Cubital Tunnel Syndrome (Ulnar Nerve at Elbow)
If you’ve ever bumped your elbow and felt a tingling sensation down your arm into your hand (hitting your "funny bone"), you’ve bumped the ulnar nerve. But the ulnar nerve also can be the cause of more serious and permanent problems in the fingers and hand.
The ulnar nerve extends down the arm, across the elbow, and into the hand. It provides sensation to the little and ring fingers and activates many of the small muscles in the hand. You can actually feel this nerve as it passes behind the elbow and through a tight tunnel (the cubital tunnel) at the inside of the elbow.
The problem An injury to the elbow such as a dislocation or fracture can tear or inflame the ulnar nerve. The inflamed nerve can swell and become trapped in the cubital tunnel. This gives the condition its name, ulnar nerve entrapment. It is often also called cubital tunnel syndrome.
Prolonged pressure on the nerve also can be a problem. Bending the elbow stretches the ulnar nerve and puts pressure on it as it passes through the cubital tunnel, pressing it against the bone. This constant rubbing can damage the nerve’s protective covering (myelin sheath) or the nerve itself and disrupt the nerve’s ability to conduct messages from the brain. Gradually, the muscles of the hand start to weaken, so that it becomes difficult to open a jar or grasp a tool.
Although the problem is in the elbow area, most symptoms occur in the hand and fingers because the ulnar nerve controls movement and sensation there. Both sensory and motor skills are affected. Symptoms include:
- Tenderness along the inside of the elbow.
- Tingling and numbness in little and ring fingers (especially at night).
- Numbness in your hand when the elbow is bent, such as when you drive or hold a telephone.
- Difficulty with hand coordination (such as when typing or playing a musical instrument).
- Decreased grip and pinch strength; muscle weakness.
- Pain along the inside border of the shoulder blade.
- Tingling and numbness in little and ring fingers (see arrow in diagram) may be a sign of an ulnar nerve problem.
If you experience any of these symptoms, contact a physician. Early diagnosis and treatment is essential to controlling symptoms.

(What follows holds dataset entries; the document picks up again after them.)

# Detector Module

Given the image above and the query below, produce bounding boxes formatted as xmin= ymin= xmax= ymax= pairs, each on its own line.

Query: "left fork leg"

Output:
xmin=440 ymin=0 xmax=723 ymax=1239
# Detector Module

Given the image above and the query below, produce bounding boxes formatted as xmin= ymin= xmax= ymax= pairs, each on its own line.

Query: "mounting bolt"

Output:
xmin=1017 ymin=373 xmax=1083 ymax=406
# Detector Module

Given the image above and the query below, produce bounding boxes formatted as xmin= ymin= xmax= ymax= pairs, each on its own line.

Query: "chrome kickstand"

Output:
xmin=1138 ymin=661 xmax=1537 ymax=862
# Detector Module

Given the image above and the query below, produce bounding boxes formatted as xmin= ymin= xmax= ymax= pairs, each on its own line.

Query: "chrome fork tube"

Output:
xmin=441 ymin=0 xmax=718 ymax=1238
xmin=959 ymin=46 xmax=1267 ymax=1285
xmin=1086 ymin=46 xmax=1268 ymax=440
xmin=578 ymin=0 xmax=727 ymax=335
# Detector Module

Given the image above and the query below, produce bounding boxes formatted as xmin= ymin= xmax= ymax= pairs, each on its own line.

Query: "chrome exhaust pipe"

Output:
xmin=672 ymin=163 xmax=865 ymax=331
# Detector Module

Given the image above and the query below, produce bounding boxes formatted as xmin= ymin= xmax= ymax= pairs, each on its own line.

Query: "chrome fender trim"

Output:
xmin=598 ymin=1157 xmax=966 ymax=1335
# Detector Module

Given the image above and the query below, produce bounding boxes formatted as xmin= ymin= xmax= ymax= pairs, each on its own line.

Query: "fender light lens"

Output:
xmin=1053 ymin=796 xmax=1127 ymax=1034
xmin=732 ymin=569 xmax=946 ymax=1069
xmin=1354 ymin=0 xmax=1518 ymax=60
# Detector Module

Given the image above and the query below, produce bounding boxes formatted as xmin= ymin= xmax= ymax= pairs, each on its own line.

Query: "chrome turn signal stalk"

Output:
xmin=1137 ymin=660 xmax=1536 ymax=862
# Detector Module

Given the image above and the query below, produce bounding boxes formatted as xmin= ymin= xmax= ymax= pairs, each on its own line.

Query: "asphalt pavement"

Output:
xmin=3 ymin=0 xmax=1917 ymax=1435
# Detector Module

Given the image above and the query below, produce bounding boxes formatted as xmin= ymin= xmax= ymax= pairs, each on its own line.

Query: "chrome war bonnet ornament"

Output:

A physician can use several methods to diagnose ulnar nerve entrapment. Your own description of the symptoms is a primary source of information. If you’ve experienced a fall, blow or other injury to the elbow, the physician may request an X-ray. The physician may also apply pressure around the nerve to see if pain or tingling results, check to see if the hand muscles are atrophying, or do an electrical stimulation test to see how well the nerve conducts sensory information.
- Anyone who falls on or injures their elbow
- People whose jobs involve excessive bending of the elbow (typists or data entry operators, drivers)
- People with arthritis or thyroid problems
- Keep the elbow as straight as possible. A straight elbow puts less pressure on the ulnar nerve.
- Avoid crossing your arms across your chest.
- If you frequently use the telephone, consider using a headset or cradle attachment, so you don’t have to hold the telephone to your ear with a bent elbow.
- Adjust your workspace so that you don’t have to bend your elbow more than 30 degrees and you can keep your wrist in a neutral position.
- Consider wearing a splint at night. Something as simple as a towel wrapped around the elbow can help keep it straight.
- Use elbow protectors if you play sports to avoid bumping the elbow.
- If muscle atrophy and numbness continues, corticosteroids may be used to reduce swelling and pressure.
If conservative treatment is not effective and muscle strength continues to weaken, further evaluation and surgery may be needed. There are several surgical options; the most frequent type of surgery (anterior submuscular transposition) moves the nerve from behind the bone to the front of the elbow. After the surgery, treatment must focus on maximizing the use of the hand and arm through physical therapy. This process can take several months.